The UK stands especially guilty in sustaining Israel, not least because of its historic role in creating the situation in the first place.
Israel has debased itself, so mired itself in evil that it has lost sight of moral imperatives – it is aspect blind. It looks in the mirror, but cannot see the grotesque image that confronts it.
Perhaps a ray of sunshine breaking through the gloom
On Wednesday September 18, the General Assembly of the United Nations, ‘a body unconstrained by the U.S. veto,’ endorsed the findings of the International Court of Justice (ICJ), and declared that the occupation of East Jerusalem, the West Bank, and Gaza is unlawful and must end entirely. UNGA declared that Israel must immediately comply with the provisional measures of the ICJ issued by the court in the genocide case brought against Israel by South Africa.
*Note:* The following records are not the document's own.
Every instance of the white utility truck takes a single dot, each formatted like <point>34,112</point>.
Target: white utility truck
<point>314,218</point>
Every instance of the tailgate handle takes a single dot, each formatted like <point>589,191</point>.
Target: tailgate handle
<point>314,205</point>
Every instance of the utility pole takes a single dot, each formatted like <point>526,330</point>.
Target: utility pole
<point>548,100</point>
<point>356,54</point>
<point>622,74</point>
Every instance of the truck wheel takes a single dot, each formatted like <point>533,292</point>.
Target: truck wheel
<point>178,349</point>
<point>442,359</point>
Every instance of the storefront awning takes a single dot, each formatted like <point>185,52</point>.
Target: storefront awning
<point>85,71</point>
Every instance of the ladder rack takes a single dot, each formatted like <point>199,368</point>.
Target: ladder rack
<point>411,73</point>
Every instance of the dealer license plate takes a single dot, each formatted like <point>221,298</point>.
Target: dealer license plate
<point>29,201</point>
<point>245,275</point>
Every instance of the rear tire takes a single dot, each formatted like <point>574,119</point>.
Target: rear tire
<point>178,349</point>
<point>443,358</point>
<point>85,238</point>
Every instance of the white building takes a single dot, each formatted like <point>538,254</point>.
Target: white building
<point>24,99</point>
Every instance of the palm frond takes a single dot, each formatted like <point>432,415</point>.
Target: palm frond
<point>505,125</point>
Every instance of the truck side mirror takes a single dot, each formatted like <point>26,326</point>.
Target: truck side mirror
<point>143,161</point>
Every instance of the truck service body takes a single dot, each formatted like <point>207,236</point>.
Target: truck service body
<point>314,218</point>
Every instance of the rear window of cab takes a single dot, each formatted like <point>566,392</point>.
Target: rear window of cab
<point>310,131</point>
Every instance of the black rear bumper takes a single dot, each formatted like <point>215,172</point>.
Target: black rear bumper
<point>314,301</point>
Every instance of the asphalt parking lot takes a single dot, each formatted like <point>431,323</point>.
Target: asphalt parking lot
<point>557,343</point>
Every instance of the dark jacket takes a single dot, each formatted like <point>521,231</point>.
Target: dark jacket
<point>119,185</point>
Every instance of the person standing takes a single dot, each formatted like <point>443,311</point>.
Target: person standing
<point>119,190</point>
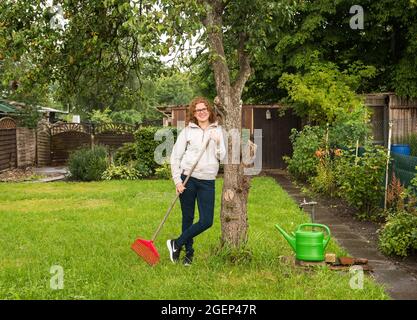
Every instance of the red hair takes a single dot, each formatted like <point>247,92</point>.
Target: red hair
<point>191,110</point>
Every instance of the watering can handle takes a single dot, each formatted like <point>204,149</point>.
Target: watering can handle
<point>316,225</point>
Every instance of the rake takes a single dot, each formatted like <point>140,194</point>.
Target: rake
<point>146,248</point>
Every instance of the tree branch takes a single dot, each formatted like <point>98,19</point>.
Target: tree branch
<point>214,23</point>
<point>244,65</point>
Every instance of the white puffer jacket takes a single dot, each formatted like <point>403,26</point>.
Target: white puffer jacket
<point>188,147</point>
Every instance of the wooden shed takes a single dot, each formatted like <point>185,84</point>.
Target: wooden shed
<point>275,121</point>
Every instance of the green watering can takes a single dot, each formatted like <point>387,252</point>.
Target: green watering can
<point>308,245</point>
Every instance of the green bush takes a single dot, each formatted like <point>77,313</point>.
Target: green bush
<point>142,168</point>
<point>88,164</point>
<point>163,172</point>
<point>122,172</point>
<point>126,153</point>
<point>399,235</point>
<point>303,163</point>
<point>361,180</point>
<point>325,180</point>
<point>146,145</point>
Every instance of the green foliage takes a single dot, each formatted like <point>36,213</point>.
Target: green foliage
<point>399,235</point>
<point>361,180</point>
<point>325,181</point>
<point>126,153</point>
<point>142,168</point>
<point>163,172</point>
<point>121,172</point>
<point>146,144</point>
<point>175,89</point>
<point>411,140</point>
<point>29,117</point>
<point>88,164</point>
<point>88,227</point>
<point>387,43</point>
<point>127,116</point>
<point>324,94</point>
<point>303,163</point>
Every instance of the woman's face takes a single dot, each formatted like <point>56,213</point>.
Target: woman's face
<point>201,112</point>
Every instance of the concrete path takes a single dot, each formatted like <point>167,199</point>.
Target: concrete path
<point>398,278</point>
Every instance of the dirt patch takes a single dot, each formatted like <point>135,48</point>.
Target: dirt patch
<point>348,216</point>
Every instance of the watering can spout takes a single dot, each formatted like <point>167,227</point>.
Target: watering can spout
<point>291,240</point>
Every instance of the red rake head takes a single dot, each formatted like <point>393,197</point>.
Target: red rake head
<point>146,250</point>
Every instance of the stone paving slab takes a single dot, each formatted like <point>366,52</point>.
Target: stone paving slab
<point>400,283</point>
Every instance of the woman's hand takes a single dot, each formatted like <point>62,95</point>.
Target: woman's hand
<point>180,187</point>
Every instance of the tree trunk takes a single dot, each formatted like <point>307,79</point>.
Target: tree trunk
<point>234,218</point>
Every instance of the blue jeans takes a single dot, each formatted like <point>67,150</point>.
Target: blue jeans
<point>203,191</point>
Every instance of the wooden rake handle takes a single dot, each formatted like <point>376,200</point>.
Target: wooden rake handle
<point>177,196</point>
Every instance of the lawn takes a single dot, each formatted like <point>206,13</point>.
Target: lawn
<point>87,229</point>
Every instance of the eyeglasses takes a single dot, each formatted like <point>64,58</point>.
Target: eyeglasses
<point>200,110</point>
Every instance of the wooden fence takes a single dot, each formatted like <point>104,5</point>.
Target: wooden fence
<point>8,147</point>
<point>68,137</point>
<point>52,145</point>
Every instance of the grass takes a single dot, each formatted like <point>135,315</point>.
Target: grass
<point>87,228</point>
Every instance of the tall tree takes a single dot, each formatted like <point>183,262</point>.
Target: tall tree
<point>234,33</point>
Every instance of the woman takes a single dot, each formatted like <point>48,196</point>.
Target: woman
<point>202,126</point>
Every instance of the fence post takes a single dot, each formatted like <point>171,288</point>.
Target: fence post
<point>386,169</point>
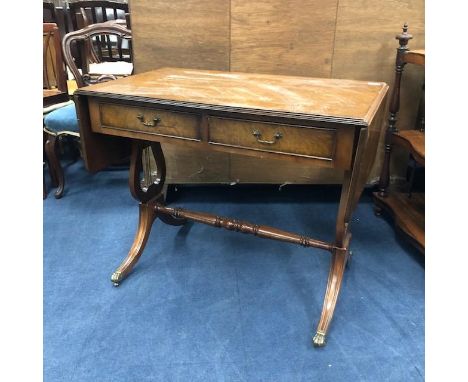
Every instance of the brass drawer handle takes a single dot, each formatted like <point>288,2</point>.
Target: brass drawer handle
<point>152,123</point>
<point>257,134</point>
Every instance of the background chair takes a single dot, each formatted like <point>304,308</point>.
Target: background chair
<point>102,48</point>
<point>54,87</point>
<point>54,82</point>
<point>63,121</point>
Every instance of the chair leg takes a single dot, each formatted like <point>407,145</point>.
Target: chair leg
<point>51,147</point>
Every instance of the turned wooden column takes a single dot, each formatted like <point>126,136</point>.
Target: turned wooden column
<point>394,107</point>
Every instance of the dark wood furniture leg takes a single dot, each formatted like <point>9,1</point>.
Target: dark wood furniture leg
<point>394,107</point>
<point>147,196</point>
<point>353,185</point>
<point>55,169</point>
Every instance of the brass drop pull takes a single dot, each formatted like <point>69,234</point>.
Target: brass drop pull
<point>152,123</point>
<point>257,134</point>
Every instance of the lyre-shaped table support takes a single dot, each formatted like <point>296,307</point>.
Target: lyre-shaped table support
<point>152,207</point>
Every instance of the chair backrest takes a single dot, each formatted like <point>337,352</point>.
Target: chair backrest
<point>54,74</point>
<point>110,28</point>
<point>103,48</point>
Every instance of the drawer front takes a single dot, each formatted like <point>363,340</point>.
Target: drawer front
<point>149,120</point>
<point>319,143</point>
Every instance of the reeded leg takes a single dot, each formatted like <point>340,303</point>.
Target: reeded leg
<point>147,216</point>
<point>337,268</point>
<point>147,197</point>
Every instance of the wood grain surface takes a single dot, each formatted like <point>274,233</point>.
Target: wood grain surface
<point>349,39</point>
<point>355,101</point>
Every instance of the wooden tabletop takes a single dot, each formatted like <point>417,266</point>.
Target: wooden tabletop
<point>354,100</point>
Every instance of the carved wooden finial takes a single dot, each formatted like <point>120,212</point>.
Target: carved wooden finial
<point>404,37</point>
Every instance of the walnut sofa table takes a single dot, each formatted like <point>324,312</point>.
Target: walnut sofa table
<point>321,122</point>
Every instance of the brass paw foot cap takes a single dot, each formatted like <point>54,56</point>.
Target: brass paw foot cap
<point>116,278</point>
<point>319,339</point>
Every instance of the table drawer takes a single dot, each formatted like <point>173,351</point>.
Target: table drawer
<point>319,143</point>
<point>150,120</point>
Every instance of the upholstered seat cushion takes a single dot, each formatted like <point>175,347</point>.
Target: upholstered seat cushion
<point>62,119</point>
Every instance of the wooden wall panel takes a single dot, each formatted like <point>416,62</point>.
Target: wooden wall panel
<point>283,37</point>
<point>352,39</point>
<point>185,33</point>
<point>191,34</point>
<point>365,49</point>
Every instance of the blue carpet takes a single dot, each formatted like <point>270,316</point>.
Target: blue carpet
<point>205,304</point>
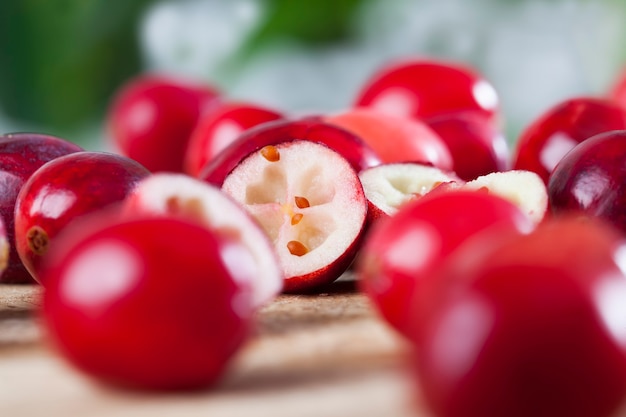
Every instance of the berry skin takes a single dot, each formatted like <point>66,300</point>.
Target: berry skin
<point>155,303</point>
<point>64,189</point>
<point>20,155</point>
<point>152,117</point>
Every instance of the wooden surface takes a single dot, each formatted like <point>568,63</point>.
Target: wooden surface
<point>318,355</point>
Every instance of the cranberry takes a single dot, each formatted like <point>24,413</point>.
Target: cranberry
<point>20,155</point>
<point>63,189</point>
<point>150,302</point>
<point>423,88</point>
<point>544,142</point>
<point>408,248</point>
<point>591,179</point>
<point>531,327</point>
<point>219,128</point>
<point>477,146</point>
<point>152,117</point>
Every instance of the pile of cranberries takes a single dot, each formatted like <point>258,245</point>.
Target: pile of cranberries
<point>505,269</point>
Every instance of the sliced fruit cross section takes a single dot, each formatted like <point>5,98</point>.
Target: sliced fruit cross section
<point>310,202</point>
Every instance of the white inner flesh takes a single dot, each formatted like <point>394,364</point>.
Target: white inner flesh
<point>164,193</point>
<point>523,188</point>
<point>306,169</point>
<point>389,186</point>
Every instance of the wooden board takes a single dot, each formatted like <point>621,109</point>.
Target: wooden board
<point>316,355</point>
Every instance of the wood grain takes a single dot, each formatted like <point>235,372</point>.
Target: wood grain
<point>311,355</point>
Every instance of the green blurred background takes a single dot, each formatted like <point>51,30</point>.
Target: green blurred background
<point>62,60</point>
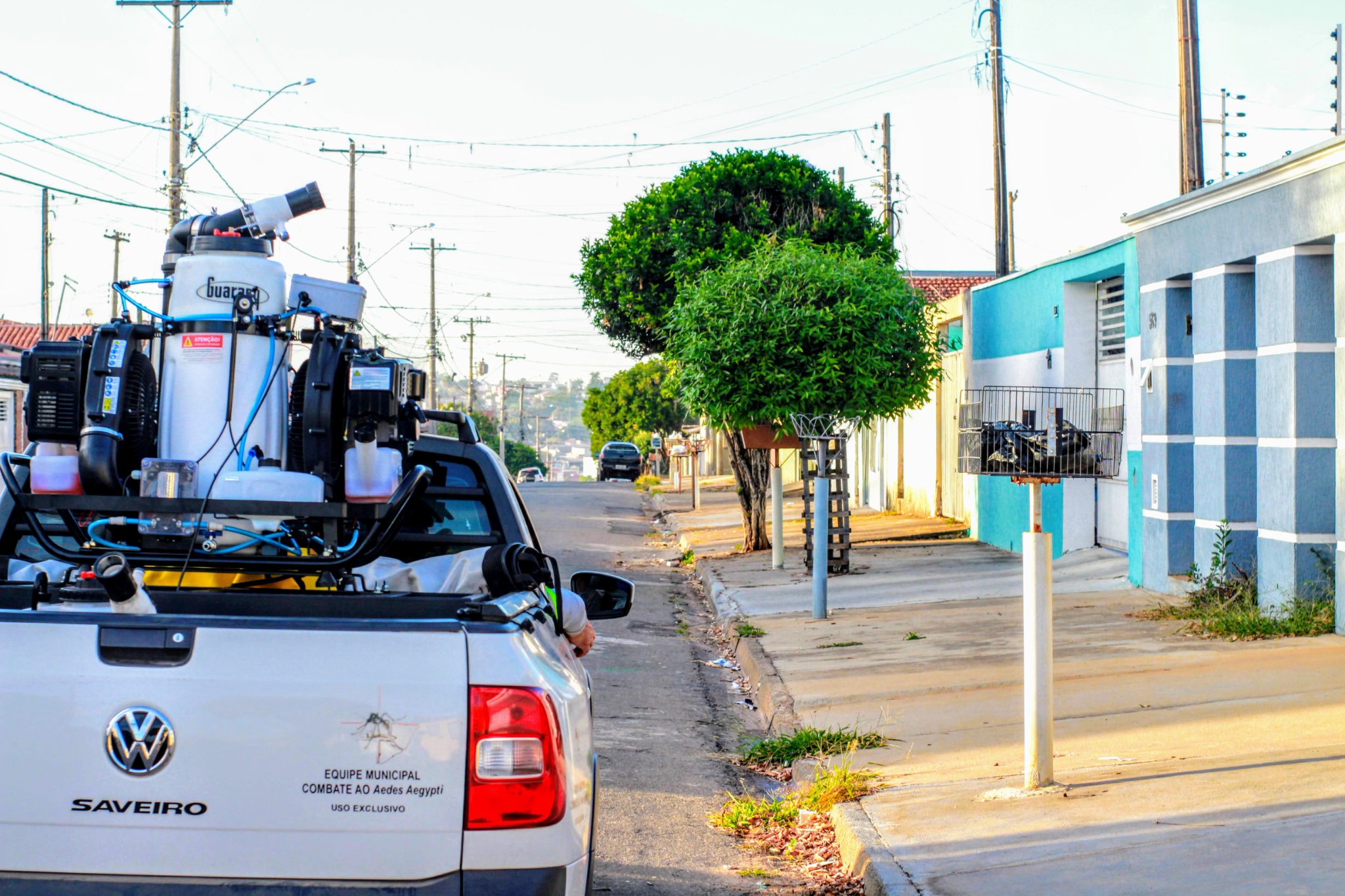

One-hundred-and-twenty-four states voted for the resolution, fourteen voted against, forty-three abstained.
Shamefully, the UK was one of the abstentions.
Changes the political weather
The vote is not binding, but, arguably, it changes the political weather, especially when one takes account of the points made by Craig Mokhiber in Mondoweiss from which below is extensively drawn. His article is well worth reading in full. The Uniting for Peace procedure in particular offers some hope that the vice-like grip of the veto-wielding states on the Security Council can be neutralised. From Mondoweiss:
The resolution was adopted in an Emergency Special Session under “Uniting for Peace”, a UN procedure that gives enhanced powers to the General Assembly when the Security Council fails to act (usually, in this case, due to a U.S. veto). Thus, this is not an ordinary UNGA resolution, and the law that it cites is indeed binding, even if the resolution itself cannot command states to act.
The resolution puts Israel on notice that it must completely end its occupation and apartheid within twelve months or face further consequences.
The resolution calls on Switzerland to convene, within six months, an extraordinary Conference of High Contracting Parties to the Fourth Geneva Convention on measures to enforce the convention in Palestine. It also decided to convene an international conference under UN auspices in the coming months to address the implementation of the many UN resolutions on Palestine of which Israel is in breach.
The resolution mandates a report from the UN Secretary-General in three months’ time on the implementation of the resolution, and decides to keep the matter under UNGA review, so that it does not become dead letter.
Organisations and states are getting behind the Uniting for Peace (UfP) initiative. Taken together, the measures set out above have the potential to generate momentum, gathering pace and support as it moves forward. Not to the exclusion of other initiatives, local, national and international, but in addition to.
UfP potentially opens up an additional pathway – better, a highway – leading to the liberation of Palestine and Palestinians. It’s a highway we will need to construct as we travel along it.